CTA: What is the regulatory landscape like when you attempt to develop a vaccine or a biologic in your case in the event of an epidemic?
LG: For a biologic, you need to show regulatory bodies that you're not going to activate an immune response inadvertently that would induce additional pathology. I would say this is vital especially since the Zika virus bears similarities to Dengue. As far as a vaccine is concerned, I would hope the FDA is going to consider the fact the Zika virus might have an autoimmune reaction or an autoimmune-like reaction, akin to the Gulllain-Barré syndrome where the nervous system is under attack in some populations. So I hope the regulatory agents take that into consideration for anyone developing a vaccine for this virus.

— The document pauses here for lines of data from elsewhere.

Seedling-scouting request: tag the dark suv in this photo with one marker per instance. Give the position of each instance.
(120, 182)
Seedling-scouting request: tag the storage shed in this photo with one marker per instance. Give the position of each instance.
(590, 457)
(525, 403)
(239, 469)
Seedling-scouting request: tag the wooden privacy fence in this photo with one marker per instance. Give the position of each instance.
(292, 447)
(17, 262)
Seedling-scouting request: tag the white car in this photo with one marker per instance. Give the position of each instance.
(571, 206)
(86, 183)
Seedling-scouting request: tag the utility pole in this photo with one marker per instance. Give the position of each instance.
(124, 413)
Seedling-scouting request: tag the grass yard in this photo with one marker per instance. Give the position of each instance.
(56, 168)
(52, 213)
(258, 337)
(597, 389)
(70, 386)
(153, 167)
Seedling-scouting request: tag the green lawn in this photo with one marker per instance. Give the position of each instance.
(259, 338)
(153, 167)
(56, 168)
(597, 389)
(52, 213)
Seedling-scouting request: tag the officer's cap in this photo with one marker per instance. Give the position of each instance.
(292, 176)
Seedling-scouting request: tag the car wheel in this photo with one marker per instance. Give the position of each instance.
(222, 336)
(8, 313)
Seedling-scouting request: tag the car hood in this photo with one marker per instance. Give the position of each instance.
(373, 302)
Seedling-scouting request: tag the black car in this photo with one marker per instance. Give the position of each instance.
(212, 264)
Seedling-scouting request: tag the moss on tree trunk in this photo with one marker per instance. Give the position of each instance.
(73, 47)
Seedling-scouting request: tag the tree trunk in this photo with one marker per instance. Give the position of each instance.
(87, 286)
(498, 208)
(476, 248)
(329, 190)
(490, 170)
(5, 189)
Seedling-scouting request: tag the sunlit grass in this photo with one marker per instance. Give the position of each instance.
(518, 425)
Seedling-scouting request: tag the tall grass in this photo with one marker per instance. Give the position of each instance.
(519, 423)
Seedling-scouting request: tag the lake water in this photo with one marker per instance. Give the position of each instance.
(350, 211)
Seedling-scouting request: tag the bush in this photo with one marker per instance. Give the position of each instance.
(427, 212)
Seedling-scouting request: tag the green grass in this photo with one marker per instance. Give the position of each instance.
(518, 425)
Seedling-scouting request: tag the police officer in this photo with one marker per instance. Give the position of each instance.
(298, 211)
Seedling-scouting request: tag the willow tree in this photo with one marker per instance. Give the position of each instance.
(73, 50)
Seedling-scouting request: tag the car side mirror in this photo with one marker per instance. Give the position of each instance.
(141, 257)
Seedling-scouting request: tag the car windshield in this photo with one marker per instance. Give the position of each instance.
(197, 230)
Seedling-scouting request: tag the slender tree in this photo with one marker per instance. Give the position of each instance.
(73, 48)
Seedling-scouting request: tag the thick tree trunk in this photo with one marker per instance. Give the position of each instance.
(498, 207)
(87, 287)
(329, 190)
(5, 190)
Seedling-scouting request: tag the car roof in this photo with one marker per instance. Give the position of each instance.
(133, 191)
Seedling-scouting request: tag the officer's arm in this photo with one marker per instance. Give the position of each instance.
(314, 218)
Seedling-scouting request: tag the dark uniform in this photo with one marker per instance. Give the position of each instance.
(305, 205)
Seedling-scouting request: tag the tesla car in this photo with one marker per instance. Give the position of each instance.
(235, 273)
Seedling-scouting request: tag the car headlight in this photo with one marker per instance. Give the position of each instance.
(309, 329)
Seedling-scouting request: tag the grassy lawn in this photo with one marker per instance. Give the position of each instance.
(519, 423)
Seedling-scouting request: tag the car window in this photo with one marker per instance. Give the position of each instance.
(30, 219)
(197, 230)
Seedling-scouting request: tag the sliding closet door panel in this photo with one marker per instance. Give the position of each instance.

CTA: Looking back on how the Ebola outbreak and how the virus was stifled, some say the response by the industry at the time was perhaps too slow. Do you feel there has been an adequate response to the Zika virus this time around?
LG: I think the industry is under pressure to get something out. I've seen that big pharma companies like Sanofi are doing something, but how long it will take them to get something to market is another matter. We as a small biotech company have more flexibility. As soon as we heard the news, we got right on it. We'll see how this goes. There seems to be a race for a vaccine (or biologic) and I hope someone wins.